Ehrenreich picked Portland, among several other cities, for her economic experiment because it offered a typical environment for American workers (and because her whiteness wouldn’t count as an advantage in an especially white state). Portland has become a lot less typical since then. It’s evolved from a gritty port city perceived as long past its prime to an increasingly prosperous tourist magnet and foodie hub that’s regularly featured in “best of” lists and glossy magazines. The city’s economy, and especially its real estate market, is booming, and gentrification is a potent force reshaping many neighborhoods.
But it’s striking how much is the same for low-wage workers. There’s been lots of talk about the scarcity of affordable housing on the Portland peninsula lately, but 15 years ago the only housing Ehrenreich could find in the city limits were condos and “executive apartments” with rents higher than $1,000 a month. And something else that hasn’t changed much is wages. When you take account of inflation, Maine’s minimum wage today is only slightly higher than it was in the late 1990s. And recent census data show that the 2013 median wage for housekeepers in the Greater Portland region is basically the same, after taking account of inflation, as what Ehrenreich earned cleaning homes when writing her book.

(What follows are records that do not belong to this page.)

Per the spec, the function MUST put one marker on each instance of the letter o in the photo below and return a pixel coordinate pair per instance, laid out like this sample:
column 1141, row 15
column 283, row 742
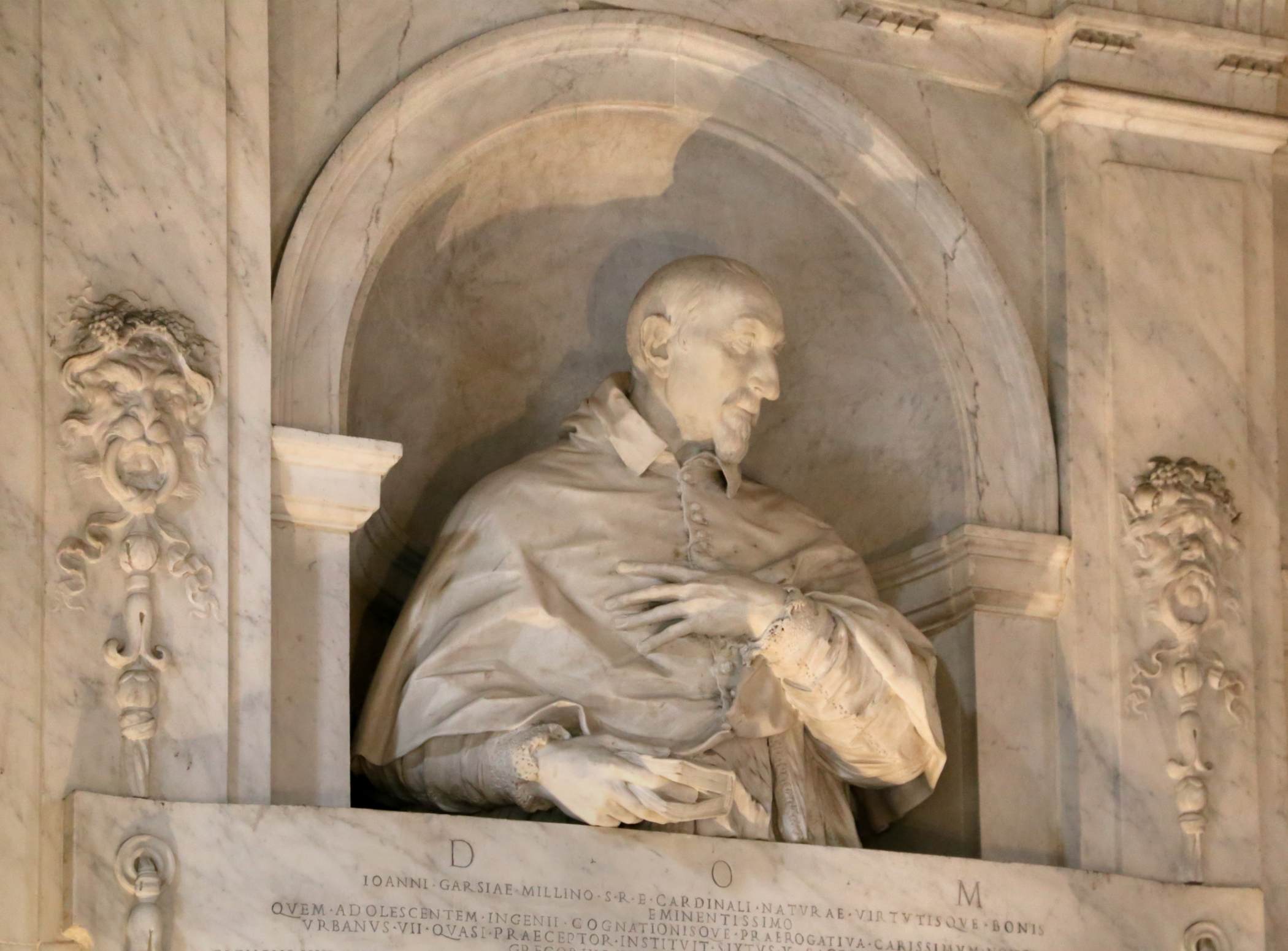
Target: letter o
column 722, row 872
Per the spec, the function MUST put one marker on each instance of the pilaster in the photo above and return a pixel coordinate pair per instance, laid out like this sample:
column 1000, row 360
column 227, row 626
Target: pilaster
column 988, row 598
column 1161, row 311
column 325, row 487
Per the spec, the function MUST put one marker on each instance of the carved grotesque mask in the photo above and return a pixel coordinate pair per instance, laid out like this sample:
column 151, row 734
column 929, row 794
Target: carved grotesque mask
column 1180, row 520
column 139, row 405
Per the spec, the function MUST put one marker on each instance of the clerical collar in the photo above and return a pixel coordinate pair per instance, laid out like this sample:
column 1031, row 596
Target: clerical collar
column 637, row 442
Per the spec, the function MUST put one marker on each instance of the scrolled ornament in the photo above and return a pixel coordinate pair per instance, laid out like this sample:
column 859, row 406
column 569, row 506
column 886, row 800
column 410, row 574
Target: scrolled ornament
column 1180, row 523
column 145, row 868
column 139, row 400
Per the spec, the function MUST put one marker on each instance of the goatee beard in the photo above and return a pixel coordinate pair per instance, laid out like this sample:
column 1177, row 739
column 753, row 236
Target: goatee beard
column 732, row 441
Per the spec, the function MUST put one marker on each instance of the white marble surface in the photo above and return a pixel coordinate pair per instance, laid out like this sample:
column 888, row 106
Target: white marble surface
column 118, row 152
column 1167, row 309
column 591, row 199
column 171, row 248
column 989, row 597
column 282, row 877
column 324, row 486
column 22, row 361
column 249, row 397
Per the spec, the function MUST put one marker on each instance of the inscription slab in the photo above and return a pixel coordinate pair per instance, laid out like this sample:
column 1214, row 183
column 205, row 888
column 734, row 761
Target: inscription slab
column 288, row 878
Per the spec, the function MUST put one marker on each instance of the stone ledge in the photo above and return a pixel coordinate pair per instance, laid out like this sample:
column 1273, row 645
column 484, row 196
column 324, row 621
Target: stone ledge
column 1151, row 115
column 975, row 569
column 326, row 481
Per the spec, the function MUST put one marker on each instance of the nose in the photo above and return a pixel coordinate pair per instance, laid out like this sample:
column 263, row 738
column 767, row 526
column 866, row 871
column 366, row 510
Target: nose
column 764, row 378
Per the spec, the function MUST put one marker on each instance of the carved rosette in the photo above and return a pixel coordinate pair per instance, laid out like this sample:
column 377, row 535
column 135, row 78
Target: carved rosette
column 139, row 400
column 145, row 868
column 1180, row 522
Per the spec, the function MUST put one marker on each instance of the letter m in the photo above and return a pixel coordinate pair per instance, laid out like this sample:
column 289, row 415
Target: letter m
column 970, row 897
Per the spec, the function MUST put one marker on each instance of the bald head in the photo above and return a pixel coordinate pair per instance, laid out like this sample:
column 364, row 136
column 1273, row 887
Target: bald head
column 688, row 288
column 703, row 334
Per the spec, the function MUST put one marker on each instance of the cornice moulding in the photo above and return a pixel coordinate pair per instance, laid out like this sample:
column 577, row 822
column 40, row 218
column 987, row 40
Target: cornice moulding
column 1018, row 55
column 326, row 481
column 975, row 569
column 1151, row 115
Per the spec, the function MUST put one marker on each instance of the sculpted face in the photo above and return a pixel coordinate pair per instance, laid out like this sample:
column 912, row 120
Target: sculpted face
column 1181, row 522
column 140, row 406
column 713, row 357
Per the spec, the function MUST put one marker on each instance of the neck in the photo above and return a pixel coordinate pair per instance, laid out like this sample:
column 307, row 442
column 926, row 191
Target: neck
column 651, row 405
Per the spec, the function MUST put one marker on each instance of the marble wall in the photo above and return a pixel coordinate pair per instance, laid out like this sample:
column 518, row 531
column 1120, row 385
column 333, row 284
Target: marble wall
column 136, row 141
column 1118, row 258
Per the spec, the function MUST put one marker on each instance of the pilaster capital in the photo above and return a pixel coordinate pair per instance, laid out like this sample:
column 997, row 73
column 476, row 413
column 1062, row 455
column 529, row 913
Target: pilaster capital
column 328, row 481
column 975, row 568
column 1152, row 115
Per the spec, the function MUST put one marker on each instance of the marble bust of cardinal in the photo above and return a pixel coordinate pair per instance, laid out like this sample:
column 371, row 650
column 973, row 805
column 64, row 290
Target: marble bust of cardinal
column 621, row 629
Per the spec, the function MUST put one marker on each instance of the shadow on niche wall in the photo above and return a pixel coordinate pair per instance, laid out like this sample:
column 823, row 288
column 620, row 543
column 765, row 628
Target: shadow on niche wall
column 503, row 304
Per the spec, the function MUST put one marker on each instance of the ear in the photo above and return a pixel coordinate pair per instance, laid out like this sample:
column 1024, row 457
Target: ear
column 656, row 333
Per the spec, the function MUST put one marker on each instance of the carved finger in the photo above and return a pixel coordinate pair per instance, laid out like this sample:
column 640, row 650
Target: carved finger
column 632, row 749
column 626, row 804
column 638, row 775
column 653, row 811
column 661, row 570
column 680, row 629
column 672, row 611
column 613, row 816
column 643, row 596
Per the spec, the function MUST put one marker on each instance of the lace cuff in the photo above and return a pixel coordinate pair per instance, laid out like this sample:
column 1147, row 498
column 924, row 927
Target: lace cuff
column 799, row 632
column 510, row 769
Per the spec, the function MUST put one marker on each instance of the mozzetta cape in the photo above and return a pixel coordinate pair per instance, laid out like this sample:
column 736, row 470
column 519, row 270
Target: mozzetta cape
column 507, row 625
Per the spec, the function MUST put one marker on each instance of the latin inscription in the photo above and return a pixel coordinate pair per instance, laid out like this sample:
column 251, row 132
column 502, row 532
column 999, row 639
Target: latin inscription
column 416, row 907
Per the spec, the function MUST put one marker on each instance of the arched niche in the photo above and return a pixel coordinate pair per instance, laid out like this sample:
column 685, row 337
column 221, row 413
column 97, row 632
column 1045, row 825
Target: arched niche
column 459, row 276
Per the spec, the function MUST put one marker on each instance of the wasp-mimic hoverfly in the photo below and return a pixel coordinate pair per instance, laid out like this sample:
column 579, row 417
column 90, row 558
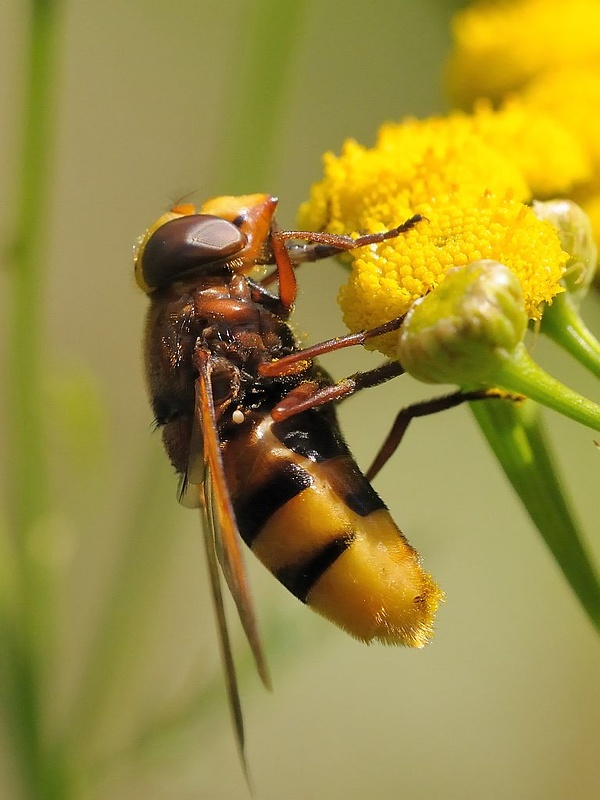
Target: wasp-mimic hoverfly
column 248, row 422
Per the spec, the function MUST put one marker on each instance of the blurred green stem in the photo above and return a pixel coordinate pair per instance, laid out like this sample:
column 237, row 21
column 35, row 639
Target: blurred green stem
column 42, row 774
column 517, row 437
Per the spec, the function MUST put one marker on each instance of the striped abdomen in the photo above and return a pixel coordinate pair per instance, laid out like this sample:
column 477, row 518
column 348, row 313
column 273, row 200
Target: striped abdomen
column 315, row 522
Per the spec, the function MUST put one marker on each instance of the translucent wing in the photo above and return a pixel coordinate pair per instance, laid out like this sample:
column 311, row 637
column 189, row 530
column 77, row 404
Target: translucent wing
column 226, row 541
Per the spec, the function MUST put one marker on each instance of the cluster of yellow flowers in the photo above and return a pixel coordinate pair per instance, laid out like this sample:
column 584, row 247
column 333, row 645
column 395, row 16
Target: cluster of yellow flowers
column 470, row 176
column 545, row 54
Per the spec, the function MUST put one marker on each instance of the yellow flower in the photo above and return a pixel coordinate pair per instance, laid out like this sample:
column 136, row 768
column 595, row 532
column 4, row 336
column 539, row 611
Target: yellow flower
column 540, row 143
column 387, row 279
column 500, row 46
column 572, row 97
column 471, row 196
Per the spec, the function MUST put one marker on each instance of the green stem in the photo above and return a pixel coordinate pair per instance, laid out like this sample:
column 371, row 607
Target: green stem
column 563, row 324
column 269, row 34
column 517, row 437
column 42, row 776
column 519, row 373
column 29, row 493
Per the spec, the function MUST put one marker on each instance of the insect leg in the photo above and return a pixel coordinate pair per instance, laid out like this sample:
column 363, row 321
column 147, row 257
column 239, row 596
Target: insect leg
column 319, row 245
column 288, row 365
column 420, row 409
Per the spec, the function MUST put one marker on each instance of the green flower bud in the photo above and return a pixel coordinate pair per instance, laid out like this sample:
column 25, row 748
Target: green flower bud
column 576, row 239
column 463, row 330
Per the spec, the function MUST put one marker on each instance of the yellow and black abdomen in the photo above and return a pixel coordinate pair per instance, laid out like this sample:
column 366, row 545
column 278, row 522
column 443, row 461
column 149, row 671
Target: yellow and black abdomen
column 316, row 523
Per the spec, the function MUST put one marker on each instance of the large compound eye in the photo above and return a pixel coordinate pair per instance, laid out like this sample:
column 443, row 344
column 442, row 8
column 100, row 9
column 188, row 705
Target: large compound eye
column 185, row 244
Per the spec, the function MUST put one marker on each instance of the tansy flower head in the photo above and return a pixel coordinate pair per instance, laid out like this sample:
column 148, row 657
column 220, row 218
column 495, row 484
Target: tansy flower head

This continuity in the circumstances facing workers is worth keeping in mind as a local conversation builds about how to make Portland an affordable place to live for people of all economic backgrounds. Rent used to be cheaper, but the struggles of low-income residents have deep roots, and are tied to national trends just as much as local ones. The main reason that workers are barely scraping by today is that costs associated with education, health care and child-rearing have exploded over the last couple decades while wages have stagnated throughout the nation during the same period. Last year the median wage for American workers hit its lowest level since 1998, even as wages for the top earners soared.